Páginas

sábado, 26 de janeiro de 2019

DESASTRE EM BRUMADINHO - PONDO PINGOS NOS IS...

Hora usar a experiência do passado para analisar o caso presente



Presidente Bolsonaro sobrevoa área afetada pelo rompimento da barragem de Brumadinho




Por Antonio Fernando Pinheiro Pedro


O desastre de Brumadinho deve ser dissecado, á medida em que os desdobramentos ocorrem.

Falar em "punição exemplar", é tecer loas ao óbvio e estimular o ceticismo face ao ocorrido no passado.  

Vamos, portanto,  por alguns pingos nos is, usando a experiência do passado no caso presente:

Atuei como advogado no  grande desastre ocorrido em 2003, com o rompimento da barragem do reservatório de lixiviados  da antiga indústria de Papel e Celulose, em Cataguases, cujo impacto varreu o Rio Pomba e formou uma mancha anaeróbica, escura, que contaminou o Rio Paraíba e desembocou no Oceano Atlântico, em Campos dos Goytacazes.  Era o maior desastre em uma bacia hidrográfica no Brasil, até ser superado pelo rompimento da barragem da Samarco, em Mariana, mais de uma década depois. 


Quando assumi o conflito, com outros valorosos colegas, a empresa estava com as atividades paralisadas, um diretor preso e os governos de Minas e Rio de Janeiro trocando farpas políticas na mídia. Para piorar, havia uma "disputa de protagonismo" entre promotores, procuradores e  judiciário, IBAMA e FEAM.

Foi um grande aprendizado, para todos os envolvidos. 

Nossa primeira tarefa foi justamente vencer a arrogância. Introduzir sangue frio na fervura emocional institucionalizada e conferir racionalidade ao processo de implementação da lei aos fatos. 
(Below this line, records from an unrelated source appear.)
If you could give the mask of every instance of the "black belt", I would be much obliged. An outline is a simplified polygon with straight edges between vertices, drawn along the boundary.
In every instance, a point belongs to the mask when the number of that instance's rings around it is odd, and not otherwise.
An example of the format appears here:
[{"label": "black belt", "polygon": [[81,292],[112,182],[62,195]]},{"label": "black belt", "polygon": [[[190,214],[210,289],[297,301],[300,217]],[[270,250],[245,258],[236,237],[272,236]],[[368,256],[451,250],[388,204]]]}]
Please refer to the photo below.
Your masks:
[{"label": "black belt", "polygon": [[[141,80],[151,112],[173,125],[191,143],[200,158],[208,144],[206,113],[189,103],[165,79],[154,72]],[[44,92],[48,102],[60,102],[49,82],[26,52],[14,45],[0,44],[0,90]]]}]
Na ocasião, em acordo obtido com o ministério público, reduzimos os danos dividindo a interação interinstitucional em quatro momentos: 
a- ações conjuntas de atendimento às emergências;
b- feitura de um TAC emergencial com estado e união - que permitiu à própria empresa assumir as ações de reparação da barragem e tratamento dos resíduos remanescentes;
c- apoio às propriedades atingidas pela enxurrada, na Bacia do Rio Pombo e 
d- envio de caminhões-pipa às cidades atingidas pela interrupção do abastecimento, ao longo do Rio Paraíba do Sul.
Não houve vítimas fatais. Os danos imediatos foram mitigados. 


As ações civis, porém,  arrastam-se até hoje, embora, pela natureza do material vazado - 500 milhões de litros de lixiviado orgânico, a regeneração natural nas margens e terrenos afetados foi favorecida.

O evento serviu para que a legislação mineira fosse modificada, estabelecendo-se no ano seguinte uma nova estrutura de licenciamento e fiscalização, cadastramento e avaliação de risco das barragens (Lei 15.056/ 2004)

Em 2015 ocorre o gigantesco desastre em Mariana-MG, com o rompimento da barragem do Fundão, da Mineradora Samarco, pertencente à Vale e à BHP Bilinton. 

No entanto, a lição aprendida em Cataguases pareceu ter sido esquecida por todos os envolvidos na tragédia de Mariana - que comprometeu a bacia do Rio Doce, a mais importante bacia hidrográfica da Região Sudeste do Brasil. 

A arrogância prevaleceu. A somatória de atitudes emocionais comprometeu toda a racionalização que deveria ter sido imprimida na resolução das ações emergenciais e na resolução dos conflitos.


A guerra de protagonismos entre os Ministérios Públicos se acentuou. A Companhia Samarco, ao contrário da Indústria Cataguazes, em 2003, optou por uma estratégia "evasiva" e "reativa".  A dissimulação deixou entrever que a legislação em vigor era cumprida apenas no papel...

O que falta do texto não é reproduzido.